Le Mammouth, depuis 2003, refuse cette société-là et charge tous les ultralibéraux et fascistes, de Manche et de Navarre.
Elle était annoncée, et la rupture est effectivement là, le Parti Socialiste a tellement viré à droite que Laurent Fabius est désormais à son aile gauche.
Sous couvert de rénovation du Parti à la rose on assiste, au delà de tout questionnement sur le volet économique de la désormais candidate, au triomphe des valeurs morales et moralisatrices. Gageons que nous aurons droit, entre elle et Nicolas Sarkozy, à un débat profond entre les bons et les mauvais immigrés, les bons et les mauvais jeunes de banlieues, et les bons et les mauvais chômeurs.

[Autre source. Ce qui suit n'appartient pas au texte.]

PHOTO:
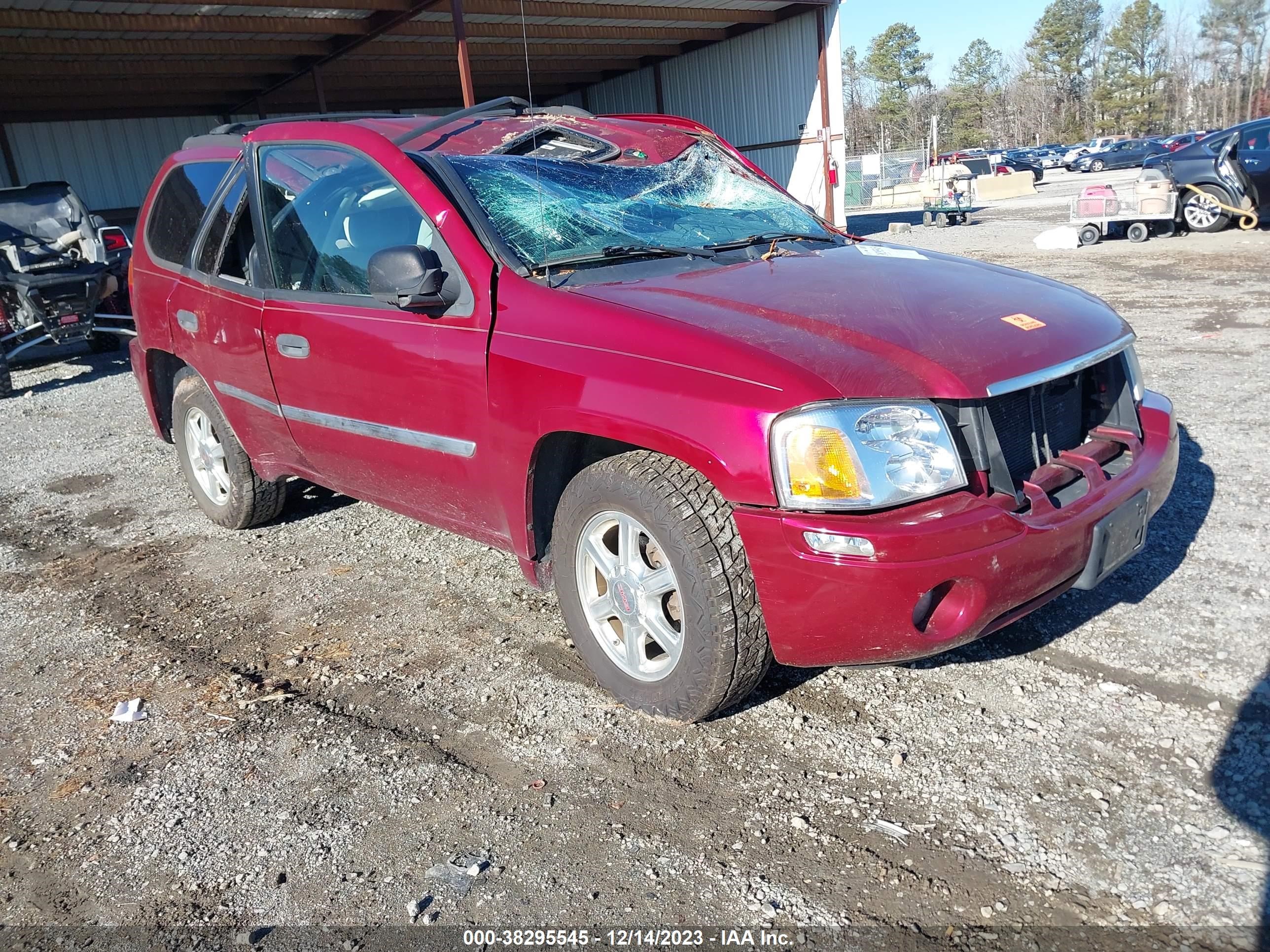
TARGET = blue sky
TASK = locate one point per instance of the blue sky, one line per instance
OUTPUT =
(947, 28)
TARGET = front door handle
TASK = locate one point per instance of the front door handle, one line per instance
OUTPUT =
(292, 345)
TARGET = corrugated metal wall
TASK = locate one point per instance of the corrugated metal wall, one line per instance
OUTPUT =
(629, 93)
(109, 163)
(761, 87)
(756, 88)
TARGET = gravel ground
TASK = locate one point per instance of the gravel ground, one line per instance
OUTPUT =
(346, 699)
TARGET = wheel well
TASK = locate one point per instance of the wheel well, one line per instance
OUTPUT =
(164, 369)
(557, 460)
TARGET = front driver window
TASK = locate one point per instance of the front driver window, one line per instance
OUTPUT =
(327, 211)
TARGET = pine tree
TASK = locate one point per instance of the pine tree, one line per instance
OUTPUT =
(1062, 50)
(1133, 70)
(898, 67)
(973, 91)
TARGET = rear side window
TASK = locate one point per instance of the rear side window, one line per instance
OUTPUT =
(179, 207)
(1255, 139)
(220, 225)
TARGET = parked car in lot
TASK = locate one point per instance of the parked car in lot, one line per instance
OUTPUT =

Ce débat binaire sera sûrement au centre de la bataille qui s'annonce pour 2007, puisque Ségolène Royal veut restaurer « l'ordre juste » ce qui peut paraître à première vue paradoxal dans le parti qui était il y a de ça bientôt une quarantaine d'année, la Section Française de l'Internationale Ouvrière. Mais, après tout, Karl Marx remixé par Saint Louis, c'est peut être tendance. Cette observation pourrait en conséquence laisser à penser qu'il y a la fameuse rupture annoncée et semble t'il voulue.
Cependant, au delà de ce constat, si l'on y regarde de plus près, plus qu'une rupture de fond, c'est une rupture de forme.
En effet, en un an tout juste, car il faut bien avouer que ce fut rapide et qu'elle a du talent, Ségolène Royal a réussi à passer pour une jeune première, elle qui, a servi sous Mitterrand, a été découverte par Jacques Attali et risque d'accéder à la Présidence à l'âge où Tony Blair va prendre sa retraite de Premier Ministre Anglais après 3 mandats.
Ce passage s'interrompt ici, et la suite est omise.